Since this is sort of turning into a thread on the parameters of human desire, I couldn't help but say that the major sex studies (Kinsey mainly) and their derivative studies seem to show that
1) Lesbian couples have far less frequent orgasmic sex than gay men.
2) Heterosexual couples are in the middle.
Which has been interpreted broadly (by feminists and fundamentalists alike) as: men generally have more sex drive than women.
That being said, it is clear that the two curves (for men and women) overlap. A very low drive male could easily have less drive than a moderately high drive female. But still, the cultural stereotype is probably based in something.
I cite the fact that several of the women here have posted some successes in arousing their LDH's, just this week, whereas there seem to be quite a few men who have gone for years unable to arouse their seemingly unarousable wives.
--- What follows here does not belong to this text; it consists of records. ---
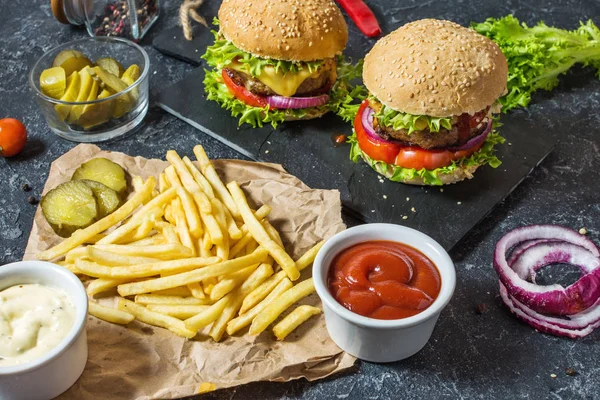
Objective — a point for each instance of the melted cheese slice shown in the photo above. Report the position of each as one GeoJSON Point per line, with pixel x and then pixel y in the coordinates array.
{"type": "Point", "coordinates": [283, 84]}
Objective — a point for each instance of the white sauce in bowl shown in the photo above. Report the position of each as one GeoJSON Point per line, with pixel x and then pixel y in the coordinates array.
{"type": "Point", "coordinates": [33, 320]}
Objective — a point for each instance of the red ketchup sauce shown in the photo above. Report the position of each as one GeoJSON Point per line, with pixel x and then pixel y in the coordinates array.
{"type": "Point", "coordinates": [384, 280]}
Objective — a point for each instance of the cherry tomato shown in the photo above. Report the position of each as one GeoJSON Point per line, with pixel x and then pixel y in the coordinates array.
{"type": "Point", "coordinates": [13, 136]}
{"type": "Point", "coordinates": [377, 150]}
{"type": "Point", "coordinates": [241, 93]}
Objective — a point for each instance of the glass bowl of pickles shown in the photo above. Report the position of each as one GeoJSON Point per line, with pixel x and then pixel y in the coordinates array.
{"type": "Point", "coordinates": [93, 89]}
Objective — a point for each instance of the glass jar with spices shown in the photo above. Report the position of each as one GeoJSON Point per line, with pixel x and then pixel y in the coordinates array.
{"type": "Point", "coordinates": [129, 19]}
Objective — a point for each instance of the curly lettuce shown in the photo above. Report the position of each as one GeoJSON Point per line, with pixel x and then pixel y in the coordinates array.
{"type": "Point", "coordinates": [397, 120]}
{"type": "Point", "coordinates": [342, 94]}
{"type": "Point", "coordinates": [485, 155]}
{"type": "Point", "coordinates": [538, 55]}
{"type": "Point", "coordinates": [223, 52]}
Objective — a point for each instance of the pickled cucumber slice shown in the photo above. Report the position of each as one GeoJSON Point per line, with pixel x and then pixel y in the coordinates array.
{"type": "Point", "coordinates": [88, 91]}
{"type": "Point", "coordinates": [71, 61]}
{"type": "Point", "coordinates": [69, 206]}
{"type": "Point", "coordinates": [99, 113]}
{"type": "Point", "coordinates": [73, 84]}
{"type": "Point", "coordinates": [53, 82]}
{"type": "Point", "coordinates": [111, 65]}
{"type": "Point", "coordinates": [106, 198]}
{"type": "Point", "coordinates": [104, 171]}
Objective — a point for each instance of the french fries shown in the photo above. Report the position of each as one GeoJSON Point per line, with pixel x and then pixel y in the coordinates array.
{"type": "Point", "coordinates": [190, 253]}
{"type": "Point", "coordinates": [274, 310]}
{"type": "Point", "coordinates": [294, 320]}
{"type": "Point", "coordinates": [260, 234]}
{"type": "Point", "coordinates": [110, 314]}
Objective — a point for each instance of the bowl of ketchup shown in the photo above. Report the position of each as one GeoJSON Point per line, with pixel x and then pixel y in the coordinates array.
{"type": "Point", "coordinates": [383, 287]}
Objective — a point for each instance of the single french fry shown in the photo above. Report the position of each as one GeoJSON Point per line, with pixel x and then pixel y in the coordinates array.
{"type": "Point", "coordinates": [153, 318]}
{"type": "Point", "coordinates": [273, 310]}
{"type": "Point", "coordinates": [225, 267]}
{"type": "Point", "coordinates": [230, 282]}
{"type": "Point", "coordinates": [147, 299]}
{"type": "Point", "coordinates": [108, 258]}
{"type": "Point", "coordinates": [294, 320]}
{"type": "Point", "coordinates": [139, 216]}
{"type": "Point", "coordinates": [143, 270]}
{"type": "Point", "coordinates": [109, 314]}
{"type": "Point", "coordinates": [240, 245]}
{"type": "Point", "coordinates": [181, 291]}
{"type": "Point", "coordinates": [196, 290]}
{"type": "Point", "coordinates": [211, 175]}
{"type": "Point", "coordinates": [137, 182]}
{"type": "Point", "coordinates": [307, 258]}
{"type": "Point", "coordinates": [260, 234]}
{"type": "Point", "coordinates": [76, 254]}
{"type": "Point", "coordinates": [81, 236]}
{"type": "Point", "coordinates": [102, 285]}
{"type": "Point", "coordinates": [258, 294]}
{"type": "Point", "coordinates": [198, 177]}
{"type": "Point", "coordinates": [260, 214]}
{"type": "Point", "coordinates": [207, 316]}
{"type": "Point", "coordinates": [273, 233]}
{"type": "Point", "coordinates": [167, 251]}
{"type": "Point", "coordinates": [246, 319]}
{"type": "Point", "coordinates": [181, 226]}
{"type": "Point", "coordinates": [163, 184]}
{"type": "Point", "coordinates": [236, 297]}
{"type": "Point", "coordinates": [180, 312]}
I teach a course in gender & sexuality, albeit only once every couple of years. Still, my perception is that there really and truly are asexual or naturally celibate people - a category of folk that perhaps needs its own advocacy group. It is probably as hard, in our culture, to "come out" as a totally non-sexual person as it is in some subcultures to come out as gay.
Some of you are married to natural celibates, I think. I find there are more women in this group (there are various criteria for figuring this out, but being revulsed by sex in all its forms would be an extreme version).
Anyway, I am a relatively high drive female. I never knew this about myself, and I'm not indiscriminate. Only a very particular male turns me on (I'm so monogamous). But, like Honeypot, I'm married to someone who is lower drive than me. Women like honeypot and I DO exist.
My beloved H, however, is quasi-aware of this, and while he doesn't always calculate the frequency of sex properly, it seems he is in fact interested in making sure I'm not too unhappy. As an aside, his libido waxes and wanes, and one big factor is WORK. When he is devalued at work his SD wanes. So I am not saying drive is COMPLETELY biological. It's obviously also psychological.
But I can easily see how a woman with lower drive, whose husband ALWAYS has higher drive - no matter what she might experience - would believe that no HDW's exist at all. It's just too counter to her own experience.
I hate to be really picky and specific, but I'm wondering how many of these LDW's had a dry spell (perhaps after pregnancy - during pregnancy, many women are very horny, afterward, the same women are often LD for awhile) - and their husbands were not able to respond quickly/well enough (from their pov). Downward spiral from there?